On 17/10/2018 16:14, Michael S. Tsirkin wrote:
>>> Thinking about this comment, I would like to ask: can't the
>>> virtio device indicate the ranges in a portable way?
>>> This would minimize the dependency on dt bindings and ACPI,
>>> enabling support for systems that have neither but do
>>> have virtio e.g. through pci.
>>
>> I thought about adding a PROBE request for this in virtio-iommu, but it
>> wouldn't be usable by a Linux guest because of a bootstrapping problem.
> 
> Hmm. At some level it seems wrong to design hardware interfaces
> around how Linux happens to probe things. That can change at any time
> ...

I suspect that most other OS will also solve this class of problem using
a standard such as DT or ACPI, because they also provide dependency for
clock, interrupts, power management, etc.
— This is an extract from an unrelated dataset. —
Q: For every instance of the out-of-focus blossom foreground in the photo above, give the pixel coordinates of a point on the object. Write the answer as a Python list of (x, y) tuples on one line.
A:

We can add a self-contained
PROBE method if someone makes a case for it, but it's unlikely to get
used at all, and nearly impossible to implement in Linux. The host would
still need a method to tell the guest which device to probe first, for
example with kernel parameters.

>> Early on, Linux needs a description of device dependencies, to determine
>> in which order to probe them. If the device dependency was described by
>> virtio-iommu itself, the guest could for example initialize a NIC,
>> allocate buffers and start DMA on the physical address space (which aborts
>> if the IOMMU implementation disallows DMA by default), only to find out
>> once the virtio-iommu module is loaded that it needs to cancel all DMA and
>> reconfigure the NIC. With a static description such as iommu-map in DT or
>> ACPI remapping tables, the guest can defer probing of the NIC until the
>> IOMMU is initialized.
>>
>> Thanks,
>> Jean
> 
> Could you point me at the code you refer to here?

In drivers/base/dd.c, really_probe() calls dma_configure() before the
device driver's probe(). dma_configure() ends up calling either
of_dma_configure() or acpi_dma_configure(), which return -EPROBE_DEFER
if the device's IOMMU isn't yet available. In that case the device is
added to the deferred pending list.

After another device is successfully bound to a driver, all devices on
the pending list are retried (driver_deferred_probe_trigger()), and if
the dependency has been resolved, then dma_configure() succeeds.

Another method (used by Intel and AMD IOMMU drivers) is to initialize
the IOMMU as early as possible, after discovering it in the ACPI tables
and before probing other devices. This can't work for virtio-iommu
because the driver might be a module, in which case early init isn't
possible. We have to defer probe of all dependent devices until the
virtio and virtio-iommu modules are loaded.